At the same time, early Homo saw incisor and molar teeth growing smaller, and chemical analysis of fossils hints that early Homo shifted to a more diverse diet that included more meat and tough plants. This diversity in diet and the extra calories it could provide, together with tool use and social cooperation, might help explain the increase in average body size seen with early Homo.
"Taken together, these data suggest that species of early Homo were more flexible in their dietary choices than other species,"study co-author Leslie Aiello, a paleoanthropologist and president of the Wenner-Gren Foundation in New York,said in a statement. "Their flexible diet — probably containing meat — was aided by stone tool-assisted foraging that allowed our ancestors to exploit a range of resources."
Three early human species?
The researchers suggest these dynamic environments favored evolutionary diversity. Based on fossil evidence, they suggest maybe three distinct species of early Homo coexisted and overlapped geographically in East Africa between 2.4 million and 1.5 million years ago. [See Photos of Amazing Human Ancestor Fossils]
"Evolution is a complicated bush, not a straight line," Aiello told Live Science. "There were many species of early human in the time period between about 2.4 million and 1.5 million years ago."
The scientists can tell these species apart "based on differences in the shape of their skulls, especially their face and jaws," lead study author Susan Antón, a paleoanthropologist at New York University,said in a statement. "The differences in their skulls suggest early Homo divvied up the environment, each utilizing a slightly different strategy to survive."
These early human species include Homo erectus, the most likely ancestors of Homo sapiens. The researchers currently dub the other two species the 1470 group, traditionally classified as Homo rudolfensis, which had a relatively tall, flat face, and the 1813 group, traditionally classified as Homo habilis, which had a more primitive face, whose roof of the mouth was more rounded toward the back of the head. (The 1470 and 1813 groups get their names from the numbers assigned key fossils defining each lineage.)

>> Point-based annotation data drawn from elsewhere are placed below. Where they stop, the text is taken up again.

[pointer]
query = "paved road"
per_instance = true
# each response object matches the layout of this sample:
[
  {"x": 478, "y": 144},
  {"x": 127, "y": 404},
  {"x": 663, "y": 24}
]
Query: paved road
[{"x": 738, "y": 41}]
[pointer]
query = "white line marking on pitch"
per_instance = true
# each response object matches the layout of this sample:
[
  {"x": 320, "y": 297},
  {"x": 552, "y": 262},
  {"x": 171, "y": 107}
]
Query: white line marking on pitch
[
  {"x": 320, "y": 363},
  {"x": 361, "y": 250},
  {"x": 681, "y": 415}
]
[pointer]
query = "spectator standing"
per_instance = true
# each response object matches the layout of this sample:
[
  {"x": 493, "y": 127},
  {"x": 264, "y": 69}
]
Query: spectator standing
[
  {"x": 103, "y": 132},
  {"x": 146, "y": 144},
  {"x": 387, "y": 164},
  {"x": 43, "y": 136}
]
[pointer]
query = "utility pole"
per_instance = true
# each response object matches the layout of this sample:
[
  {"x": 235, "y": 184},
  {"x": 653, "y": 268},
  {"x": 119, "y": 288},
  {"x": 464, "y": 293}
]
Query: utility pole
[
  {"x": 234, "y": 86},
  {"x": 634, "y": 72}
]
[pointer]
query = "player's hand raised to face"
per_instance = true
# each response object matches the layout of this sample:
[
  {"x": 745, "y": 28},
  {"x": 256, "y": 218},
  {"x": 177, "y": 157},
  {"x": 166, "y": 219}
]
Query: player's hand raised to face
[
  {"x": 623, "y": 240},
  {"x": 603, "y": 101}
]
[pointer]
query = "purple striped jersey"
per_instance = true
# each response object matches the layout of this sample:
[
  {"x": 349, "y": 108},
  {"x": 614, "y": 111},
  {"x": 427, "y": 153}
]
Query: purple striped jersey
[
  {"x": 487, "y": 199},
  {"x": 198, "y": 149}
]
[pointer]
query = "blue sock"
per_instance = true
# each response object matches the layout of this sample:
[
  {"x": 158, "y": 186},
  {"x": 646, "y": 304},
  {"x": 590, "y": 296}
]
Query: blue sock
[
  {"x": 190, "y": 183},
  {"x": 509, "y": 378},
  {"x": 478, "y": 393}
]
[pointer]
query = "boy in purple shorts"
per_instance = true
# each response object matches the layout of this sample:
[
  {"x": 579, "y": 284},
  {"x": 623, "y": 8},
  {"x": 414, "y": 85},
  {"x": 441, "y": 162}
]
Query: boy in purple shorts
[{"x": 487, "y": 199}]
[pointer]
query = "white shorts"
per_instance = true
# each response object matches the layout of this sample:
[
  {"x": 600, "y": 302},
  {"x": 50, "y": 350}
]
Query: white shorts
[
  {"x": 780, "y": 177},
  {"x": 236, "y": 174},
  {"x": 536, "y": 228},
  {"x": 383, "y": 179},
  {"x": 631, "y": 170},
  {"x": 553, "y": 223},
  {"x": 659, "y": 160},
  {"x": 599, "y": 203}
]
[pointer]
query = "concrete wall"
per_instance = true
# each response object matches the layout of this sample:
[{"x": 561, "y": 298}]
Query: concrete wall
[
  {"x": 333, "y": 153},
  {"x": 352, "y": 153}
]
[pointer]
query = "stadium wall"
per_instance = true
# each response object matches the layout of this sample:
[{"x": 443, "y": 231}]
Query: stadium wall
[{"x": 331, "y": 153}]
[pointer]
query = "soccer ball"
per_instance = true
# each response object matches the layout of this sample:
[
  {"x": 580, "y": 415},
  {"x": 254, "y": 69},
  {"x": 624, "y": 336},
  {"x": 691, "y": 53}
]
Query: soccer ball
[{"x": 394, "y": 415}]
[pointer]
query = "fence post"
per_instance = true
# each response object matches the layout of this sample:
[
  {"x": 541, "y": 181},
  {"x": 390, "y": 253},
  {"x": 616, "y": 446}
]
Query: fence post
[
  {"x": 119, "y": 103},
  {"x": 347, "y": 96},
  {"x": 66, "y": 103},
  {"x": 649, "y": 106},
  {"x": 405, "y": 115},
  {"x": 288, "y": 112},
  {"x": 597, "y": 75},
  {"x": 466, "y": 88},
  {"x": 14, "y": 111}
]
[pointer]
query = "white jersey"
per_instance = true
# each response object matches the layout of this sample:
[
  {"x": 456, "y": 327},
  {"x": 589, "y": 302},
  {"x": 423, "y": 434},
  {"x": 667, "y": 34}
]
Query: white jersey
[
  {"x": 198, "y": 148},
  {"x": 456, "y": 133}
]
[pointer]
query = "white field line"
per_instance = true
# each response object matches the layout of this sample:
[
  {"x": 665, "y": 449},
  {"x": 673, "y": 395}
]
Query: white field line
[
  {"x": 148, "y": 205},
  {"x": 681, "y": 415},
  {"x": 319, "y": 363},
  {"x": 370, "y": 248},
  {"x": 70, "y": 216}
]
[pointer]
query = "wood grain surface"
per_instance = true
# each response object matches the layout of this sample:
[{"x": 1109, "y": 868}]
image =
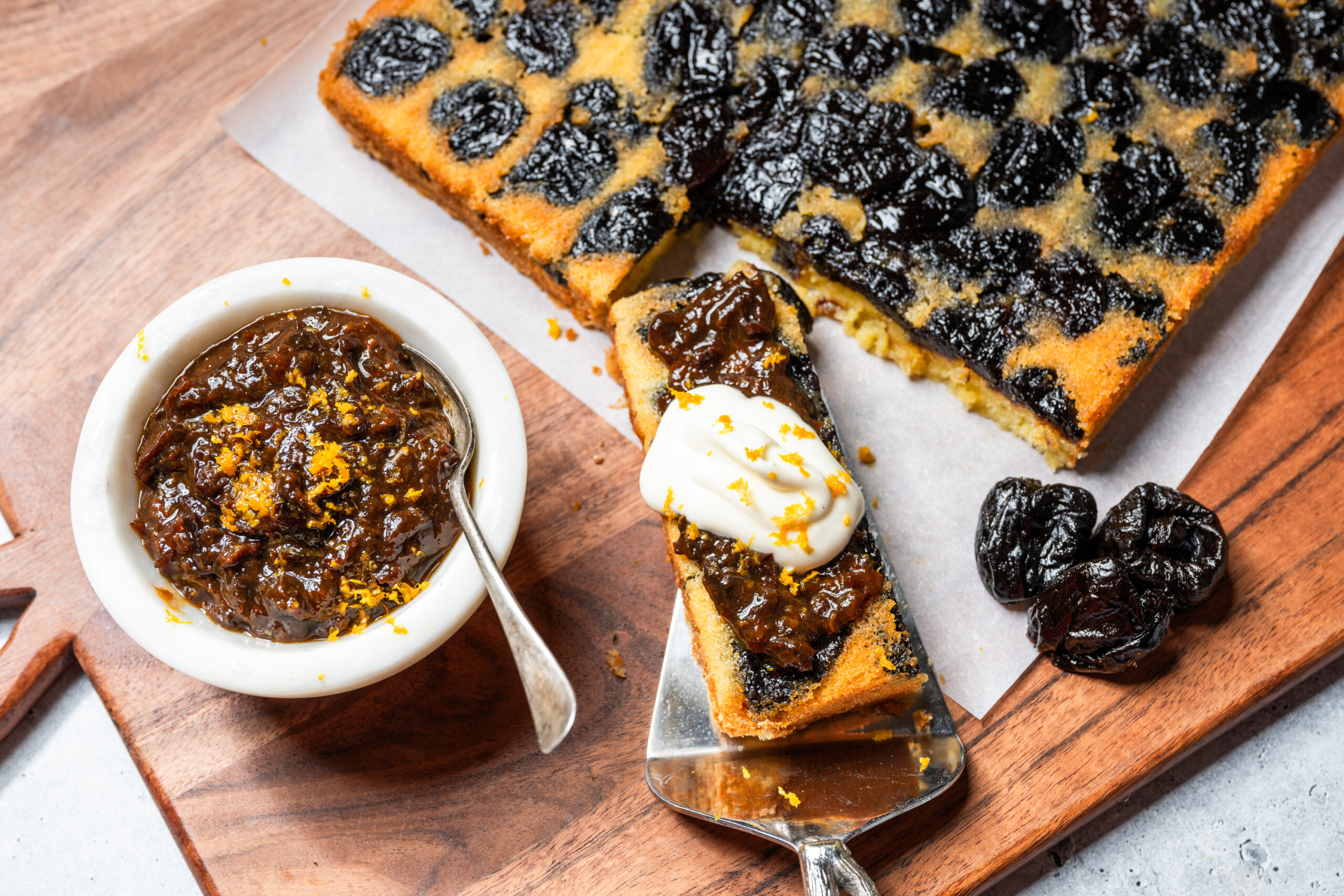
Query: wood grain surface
[{"x": 121, "y": 193}]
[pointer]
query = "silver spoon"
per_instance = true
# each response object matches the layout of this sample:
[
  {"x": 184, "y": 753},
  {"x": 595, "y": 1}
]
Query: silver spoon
[{"x": 549, "y": 693}]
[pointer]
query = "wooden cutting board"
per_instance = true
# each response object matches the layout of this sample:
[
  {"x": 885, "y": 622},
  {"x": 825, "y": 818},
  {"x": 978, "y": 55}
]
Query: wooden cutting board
[{"x": 121, "y": 193}]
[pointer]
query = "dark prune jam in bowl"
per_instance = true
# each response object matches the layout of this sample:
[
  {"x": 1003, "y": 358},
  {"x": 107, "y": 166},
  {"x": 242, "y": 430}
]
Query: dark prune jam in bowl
[{"x": 260, "y": 495}]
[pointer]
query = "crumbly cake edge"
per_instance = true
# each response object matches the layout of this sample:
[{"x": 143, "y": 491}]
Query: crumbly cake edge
[{"x": 858, "y": 678}]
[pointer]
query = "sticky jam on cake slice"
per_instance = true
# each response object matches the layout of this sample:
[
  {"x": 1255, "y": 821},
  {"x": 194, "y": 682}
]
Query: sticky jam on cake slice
[{"x": 1023, "y": 199}]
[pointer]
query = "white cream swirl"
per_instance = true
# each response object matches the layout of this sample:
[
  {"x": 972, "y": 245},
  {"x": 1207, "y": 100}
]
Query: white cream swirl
[{"x": 752, "y": 469}]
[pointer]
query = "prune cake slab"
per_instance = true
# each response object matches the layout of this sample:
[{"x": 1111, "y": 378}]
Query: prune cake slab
[
  {"x": 1022, "y": 199},
  {"x": 870, "y": 660}
]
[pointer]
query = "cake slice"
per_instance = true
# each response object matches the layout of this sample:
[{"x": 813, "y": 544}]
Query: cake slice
[{"x": 745, "y": 330}]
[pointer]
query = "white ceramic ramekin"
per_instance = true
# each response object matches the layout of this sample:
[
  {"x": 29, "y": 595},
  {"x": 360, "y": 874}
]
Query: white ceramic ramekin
[{"x": 104, "y": 492}]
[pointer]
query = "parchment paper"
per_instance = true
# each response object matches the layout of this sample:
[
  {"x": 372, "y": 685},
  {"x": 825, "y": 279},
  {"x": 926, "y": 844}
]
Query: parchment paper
[{"x": 936, "y": 461}]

Early Homo erectus was 20 percent bigger in brain and 15 percent larger in body than both 1470 and 1813 groups. "Homo erectus was the species that we think had the evolutionary adaptability for the changing environments of the time, and because of this was the species that thrived while the others ultimately went to extinction," Aiello said.
Fossil skulls suggest human brains grew larger and more complex between 200,000 and 800,000 years ago. At the same time, the level of diversity and innovation of human tools increased, and signs of cooperative food-sharing are seen around hearths and shelters, developments that would help the human lineage survive uncertain environments. Ultimately, human flexibility was likely essential to Homo expanding out of Africa, with Homo erectus reaching what is now the nation of Georgia starting about 1.8 million years ago.
Fossils and archaeological finds dating between 2.5 million and 1.5 million years ago that scientists could discover in the future might help shed light on the evolution of early Homo. In the meantime, to learn more about human evolution, scientists can do more research on the biology of modern humans and other living animals. This will help develop and test models involving the intricate relationships between brain and body size, diet, mortality and other factors "to help us interpret the fossil and archaeological evidence that we now have," Aiello said.
The scientists detailed this research online today (July 3) in the journal Science.